Comment 4 reads, with the material in parentheses deleted by the 1962 revision and the material underlined added by the revision:

"An illustration of subsection (3) is as follows:

"The owner of Blackacre borrows $10,000.00 from his neighbor, and secures his note by a mortgage on Blackacre. This Article is not applicable to the creation of the real estate mortgage. Nor is it applicable to a sale of the note by the mortgagee, even though the mortgage continues to secure the note. However, when the mortgagee pledges the note [and mortgage] to secure his own obligation to X, this Article applies to the security interest thus created, [and the mortgage. Whether the transfer of the collateral for the note, i.e., the mortgagee's interest in Blackacre, requires further action (such as recording an assignment of the mortgagee's interest) is left to real estate law.] which is a security interest in an instrument even though the instrument is secured by a real estate mortgage. This article leaves to other law the question of the effect on rights under the mortgage of delivery or non-delivery of the mortgage or of recording or non-recording of an assignment of the mortgagee's interest." (Emphasis supplied.)

[7] ORS 79.3050 provides:

"A security interest in letters of credit and advices of credit as provided in ORS 75.1160(2)(a), goods, instruments (other than certificated securities), money, negotiable documents or chattel paper may be perfected by the secured party's taking possession of the collateral.

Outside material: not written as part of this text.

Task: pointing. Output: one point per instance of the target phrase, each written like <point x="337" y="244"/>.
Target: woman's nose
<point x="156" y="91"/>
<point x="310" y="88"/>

If such collateral other than goods covered by a negotiable document is held by a bailee, the secured party is deemed to have possession from the time the bailee receives notification of the secured party's interest. A security interest is perfected by possession from the time possession is taken without relation back and continues only so long as possession is retained, unless otherwise specified in ORS 79.1010 to 79.5070. The security interest may be otherwise perfected as provided in ORS 79.1010 to 79.5070. The security interest may be otherwise perfected as provided in ORS 79.1010 to 79.5070 before or after the period of possession by the secured party."